Error in .local(conn, statement, ...) :
execute JDBC update query failed in dbSendUpdate ([Cloudera][ImpalaJDBCDriver](500051) ERROR processing query/statement. Error Code: 0, SQL state: TStatus(statusCode:ERROR_STATUS, sqlState:HY000, errorMessage:AnalysisException: Syntax error in line 1:
...ents (id DOUBLE PRECISION,eventdate VARCH...
^
Encountered: IDENTIFIER
Expected: BLOCK_SIZE, COMMENT, COMPRESSION, DEFAULT, ENCODING, INTERMEDIATE, LOCATION, NOT, NULL, PRIMARY, COMMA
CAUSED BY: Exception: Syntax error
), Query: CREATE TABLE default.segments (id DOUBLE
PRECISION,eventdate VARCHAR(255),segment INTEGER).)
Assuming something is wrong with datatypes. I have created table by specifying the datatypes and then inserting values to the DB.
RJDBC::dbSendUpdate(conn, paste("CREATE TABLE default.segments (id bigint,eventdate timestamp, segment bigint)",";"))
state1 <- paste0("INSERT INTO default.segments VALUES (", apply(df, 1, function(x) paste(x, collapse = ",")), ")" )
RJDBC::dbSendUpdate(conn, state1)
and this also gives me error with related to datatypes.
Error in .local(conn, statement, ...) :
execute JDBC update query failed in dbSendUpdate ([Cloudera]
[ImpalaJDBCDriver](500051) ERROR processing query/statement. Error Code: 0,
SQL state: TStatus(statusCode:ERROR_STATUS, sqlState:HY000,
errorMessage:AnalysisException: Target table
'default.segments' is incompatible with source expressions.

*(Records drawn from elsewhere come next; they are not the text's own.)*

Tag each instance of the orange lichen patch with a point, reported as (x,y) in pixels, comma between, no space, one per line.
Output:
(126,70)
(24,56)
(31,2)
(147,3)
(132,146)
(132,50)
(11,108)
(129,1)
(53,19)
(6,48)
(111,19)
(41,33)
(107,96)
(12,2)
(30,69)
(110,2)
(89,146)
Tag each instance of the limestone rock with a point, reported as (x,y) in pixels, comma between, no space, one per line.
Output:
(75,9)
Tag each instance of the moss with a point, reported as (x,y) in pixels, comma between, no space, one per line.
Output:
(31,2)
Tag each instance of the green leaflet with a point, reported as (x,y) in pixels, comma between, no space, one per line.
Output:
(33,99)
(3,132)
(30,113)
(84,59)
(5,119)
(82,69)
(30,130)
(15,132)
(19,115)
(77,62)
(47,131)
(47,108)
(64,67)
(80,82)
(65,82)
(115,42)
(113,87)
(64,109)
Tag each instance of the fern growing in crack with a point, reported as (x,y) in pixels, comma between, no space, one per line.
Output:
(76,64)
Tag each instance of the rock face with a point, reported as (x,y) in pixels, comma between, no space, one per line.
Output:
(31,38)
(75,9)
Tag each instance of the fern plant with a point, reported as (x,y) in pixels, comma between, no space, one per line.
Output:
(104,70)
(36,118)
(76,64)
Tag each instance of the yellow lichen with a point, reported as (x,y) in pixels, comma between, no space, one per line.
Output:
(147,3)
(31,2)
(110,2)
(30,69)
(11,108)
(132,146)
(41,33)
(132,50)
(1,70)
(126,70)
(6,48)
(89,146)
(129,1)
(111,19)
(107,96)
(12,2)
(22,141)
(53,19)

Expression '2016 - 5 - 29' (type: BIGINT) is not compatible with column
'eventdate' (type: TIMESTAMP)
), Query: INSERT INTO default.segments VALUES ( 3,2016-
05-29, 79).)
below is the structure of my dataframe.
> str(df)
'data.frame': 19065 obs. of 3 variables:
$ id: num 3 3 3 69 102 102 102 102 102 102 ...
$ eventdate: Date, format: "2016-05-29" ...
$ segment: int 79 76 76 18 11 15 7 11 7 11 ...
In the last error it says Expression '2016 - 5 - 29' (type: BIGINT) is not compatible with column
'eventdate' (type: TIMESTAMP)
but my date column in dataframe is of Date
format. Then what could be the issue? Can someone please help.